Nordic telco and cable operator Tele2 has withdrawn its financial guidance for the year and postponed a planned share dividend after admitting that it would be unlikely to achieve revenue growth, leading to a sharp fall in the company’s stock price.
Tele2, which provides fixed and mobile services and TV in the Nordic and Baltic region and which owns Swedish cable operator Com Hem, said it was suspending its financial guidance for 2020 due to uncertainty related to the coronavirus pandemic while maintaining mid-term guidance.
The company posted revenues of SEK6.7 billion (€616 million) for the first quarter, down 1% year-on-year. Underlying EBITDAaL was SEK2.2 billion, also a decline of 1%, with investments in new initiatives such as streaming service Com Hem Play+ offsetting cost savings elsewhere.

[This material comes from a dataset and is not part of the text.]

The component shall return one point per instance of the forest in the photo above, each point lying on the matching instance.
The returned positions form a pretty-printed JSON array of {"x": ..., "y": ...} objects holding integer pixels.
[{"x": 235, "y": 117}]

Digital TV revenues in Sweden for the first quarter were down 6%, which, along with a sharp decline in fixed voice, offset gains in mobile post-paid and fixed broadband sales and solid growth in the Baltic states.
Tele2 lost 15,000 digital TV revenue-generating units in the quarter, driven by the continued decline of the Boxer digital-terrestrial base and a spike in churn following its temporary shutdown of Telia-owned TV4’s channels in December – a move that is entwined in a dispute over streaming rights.
The TV revenue decline also reflected the impact of temporary discounts granted to compensate for the loss of TV4 channels.
Tele2 CEO Anders Nilsson said that the company was now shifting its focus for this year from revenue growth to cost-cutting, scaling down some initiatives while fast-tracking part of the company’s planned long-term cost reductions
Nilsson said that strategic initiatives such as Com Hem Play+ and no-frills fixed-mobile convergence offering Penny had led to to about SEK50 million of additional operating expenditure in the quarter, offsetting cost savings.
However, he said, Tele2 would “carry on with strategic initiatives that create value in the long term” including Com Hem Play+, Penny and broadband offering Comviq. He said that these initiatives would help the company achieve its mid-term guidance.
Tele2’s poor showing disappointed investors who have looked to telecoms as a relative bastion of stability during the crisis. Rival Telia, which had earlier admitted that its EBITDA and cash-flow targets would not be met due to the coronavirus pandemic, has been seen as more vulnerable because its ownership of free TV assets in the form of TV4 expose it more to the precipitate decline in advertising revenues.